Julia Cuda Matrix multiplication

Hi,

I’m relatively new to Julia and want to implement a numerical method using the CUDA libraries for Julia. I worked myself through the introduction files on GitHub and gained all the basic knowledge to write my own code so far.

The thing is that I want to create at least a not completely inefficient code. Therefore my aim is to avoid unnecessary overhead communication between the GPU and CPU, or their memories. And here is my, maybe stupid, question.

Imagine I have some data

A = rand(ComplexF64, (N,N)) ,
B = rand(ComplexF64, (N,N)) ,

where N is some fixed integer, and upload my data to the Nvidia GPU using

A_gpu = CuArrays.cu(A),
B_gpu = CuArrays.cu(B).

And the thing I asking myself is, when I’m performing a simple a simple matrix multiplication

A_gpu*B_gpu

does this calculation take place at the GPU? I mean is this a standard implemented feature of Julia when one is multiplying CuArrays, or need I to write an extra kernel function for a “parallel matrix multiplication” and call it with @cuda…?

I would be great if some expert on Julia can answer this question for me.

Thanks

It will indeed take place on the GPU. This is not really a “standard implemented feature of Julia” it is just that * can be overloaded and the guys writing CuArrays overloaded * between two CuArrays (CuMatrices specifically) to call the CUBLAS version of matrix multiply.

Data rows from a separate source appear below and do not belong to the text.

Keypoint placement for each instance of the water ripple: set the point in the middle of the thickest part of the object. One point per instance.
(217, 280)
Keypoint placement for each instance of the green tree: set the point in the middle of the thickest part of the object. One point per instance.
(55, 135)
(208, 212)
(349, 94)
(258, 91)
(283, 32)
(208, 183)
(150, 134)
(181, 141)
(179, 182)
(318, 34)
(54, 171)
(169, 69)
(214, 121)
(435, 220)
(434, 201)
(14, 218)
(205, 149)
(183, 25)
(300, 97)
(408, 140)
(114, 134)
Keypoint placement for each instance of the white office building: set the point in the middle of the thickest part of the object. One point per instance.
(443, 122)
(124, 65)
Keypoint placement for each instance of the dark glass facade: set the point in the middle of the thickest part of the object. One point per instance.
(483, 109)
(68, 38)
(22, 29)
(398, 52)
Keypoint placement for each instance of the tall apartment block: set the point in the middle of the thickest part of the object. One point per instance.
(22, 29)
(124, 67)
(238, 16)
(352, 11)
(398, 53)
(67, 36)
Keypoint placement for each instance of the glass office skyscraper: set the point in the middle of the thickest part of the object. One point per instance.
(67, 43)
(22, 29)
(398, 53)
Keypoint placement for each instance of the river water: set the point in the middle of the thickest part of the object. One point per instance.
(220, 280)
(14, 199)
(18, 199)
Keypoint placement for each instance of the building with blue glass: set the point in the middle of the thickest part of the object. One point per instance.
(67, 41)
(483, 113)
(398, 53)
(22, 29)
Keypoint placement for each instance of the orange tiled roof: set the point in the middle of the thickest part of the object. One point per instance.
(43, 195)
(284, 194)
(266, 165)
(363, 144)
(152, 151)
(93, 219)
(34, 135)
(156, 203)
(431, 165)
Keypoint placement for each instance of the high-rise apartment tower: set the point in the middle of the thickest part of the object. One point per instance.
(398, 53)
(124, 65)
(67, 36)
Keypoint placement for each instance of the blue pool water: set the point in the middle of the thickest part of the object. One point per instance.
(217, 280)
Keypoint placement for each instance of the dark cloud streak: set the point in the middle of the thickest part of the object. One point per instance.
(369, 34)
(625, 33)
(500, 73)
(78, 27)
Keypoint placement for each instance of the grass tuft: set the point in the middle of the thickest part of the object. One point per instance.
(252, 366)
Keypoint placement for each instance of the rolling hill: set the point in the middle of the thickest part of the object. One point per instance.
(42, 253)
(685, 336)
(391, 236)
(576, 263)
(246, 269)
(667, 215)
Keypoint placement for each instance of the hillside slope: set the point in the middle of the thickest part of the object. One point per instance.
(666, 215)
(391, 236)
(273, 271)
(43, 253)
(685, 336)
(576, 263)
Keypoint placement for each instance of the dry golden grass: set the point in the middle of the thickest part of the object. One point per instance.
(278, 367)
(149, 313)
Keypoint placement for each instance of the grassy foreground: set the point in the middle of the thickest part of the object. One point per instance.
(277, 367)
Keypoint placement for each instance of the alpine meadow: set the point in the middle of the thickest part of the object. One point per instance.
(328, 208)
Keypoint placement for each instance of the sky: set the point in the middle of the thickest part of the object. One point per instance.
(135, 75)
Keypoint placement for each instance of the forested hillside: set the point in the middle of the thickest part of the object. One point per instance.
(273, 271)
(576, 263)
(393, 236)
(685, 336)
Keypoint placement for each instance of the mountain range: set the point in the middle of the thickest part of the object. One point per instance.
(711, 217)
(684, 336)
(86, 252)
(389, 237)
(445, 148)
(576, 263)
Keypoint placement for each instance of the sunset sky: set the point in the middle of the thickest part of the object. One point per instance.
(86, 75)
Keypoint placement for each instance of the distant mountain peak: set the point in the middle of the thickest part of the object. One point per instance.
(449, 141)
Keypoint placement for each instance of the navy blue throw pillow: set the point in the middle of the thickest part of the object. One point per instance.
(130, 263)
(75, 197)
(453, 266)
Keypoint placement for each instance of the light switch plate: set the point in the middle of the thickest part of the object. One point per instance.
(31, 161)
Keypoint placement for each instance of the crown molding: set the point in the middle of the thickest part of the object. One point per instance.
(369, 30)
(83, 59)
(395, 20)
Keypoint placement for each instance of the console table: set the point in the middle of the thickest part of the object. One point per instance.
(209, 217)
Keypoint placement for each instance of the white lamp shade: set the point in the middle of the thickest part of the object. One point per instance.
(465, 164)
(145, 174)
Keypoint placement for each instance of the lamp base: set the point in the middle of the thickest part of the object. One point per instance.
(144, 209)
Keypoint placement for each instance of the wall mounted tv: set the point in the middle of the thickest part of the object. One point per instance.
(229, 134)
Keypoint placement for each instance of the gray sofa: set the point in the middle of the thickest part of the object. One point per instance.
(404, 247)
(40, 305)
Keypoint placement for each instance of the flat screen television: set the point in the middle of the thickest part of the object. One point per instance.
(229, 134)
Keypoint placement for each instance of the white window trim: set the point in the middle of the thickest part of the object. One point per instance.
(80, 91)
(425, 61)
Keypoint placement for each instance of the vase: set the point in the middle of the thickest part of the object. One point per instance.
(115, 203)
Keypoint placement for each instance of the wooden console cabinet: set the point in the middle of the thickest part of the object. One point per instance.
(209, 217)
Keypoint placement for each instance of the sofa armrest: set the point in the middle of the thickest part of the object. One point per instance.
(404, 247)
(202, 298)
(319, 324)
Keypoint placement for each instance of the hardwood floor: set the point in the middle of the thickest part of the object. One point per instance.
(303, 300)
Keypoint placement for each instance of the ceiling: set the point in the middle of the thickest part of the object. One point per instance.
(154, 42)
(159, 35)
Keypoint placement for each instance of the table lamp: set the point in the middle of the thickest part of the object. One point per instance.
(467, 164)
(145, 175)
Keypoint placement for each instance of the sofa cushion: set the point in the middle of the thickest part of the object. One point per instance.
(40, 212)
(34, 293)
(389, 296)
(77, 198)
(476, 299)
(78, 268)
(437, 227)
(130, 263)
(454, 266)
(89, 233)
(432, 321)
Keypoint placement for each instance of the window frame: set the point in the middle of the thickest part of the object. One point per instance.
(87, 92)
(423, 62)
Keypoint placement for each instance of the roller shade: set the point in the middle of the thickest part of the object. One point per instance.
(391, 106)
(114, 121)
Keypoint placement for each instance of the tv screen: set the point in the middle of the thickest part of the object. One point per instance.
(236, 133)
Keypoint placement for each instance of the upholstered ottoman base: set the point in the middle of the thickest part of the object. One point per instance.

Specifically, this is where the CUBLAS-implementations are dispatched to: https://github.com/JuliaGPU/CuArrays.jl/blob/cee6253edeca2029d8d0522a46e2cdbb638e0a50/src/blas/highlevel.jl#L90-L145

And this is the fallback generically-typed implementation (e.g. for use with Dual numbers or other types that are not supported by CUBLAS): https://github.com/JuliaGPU/CuArrays.jl/blob/cee6253edeca2029d8d0522a46e2cdbb638e0a50/src/matmul.jl#L4-L50

This helps. Can I ask if this is the absolute most efficient way of multiplying two matrices, or is there any “trick” one might employ to speed up calculation even more?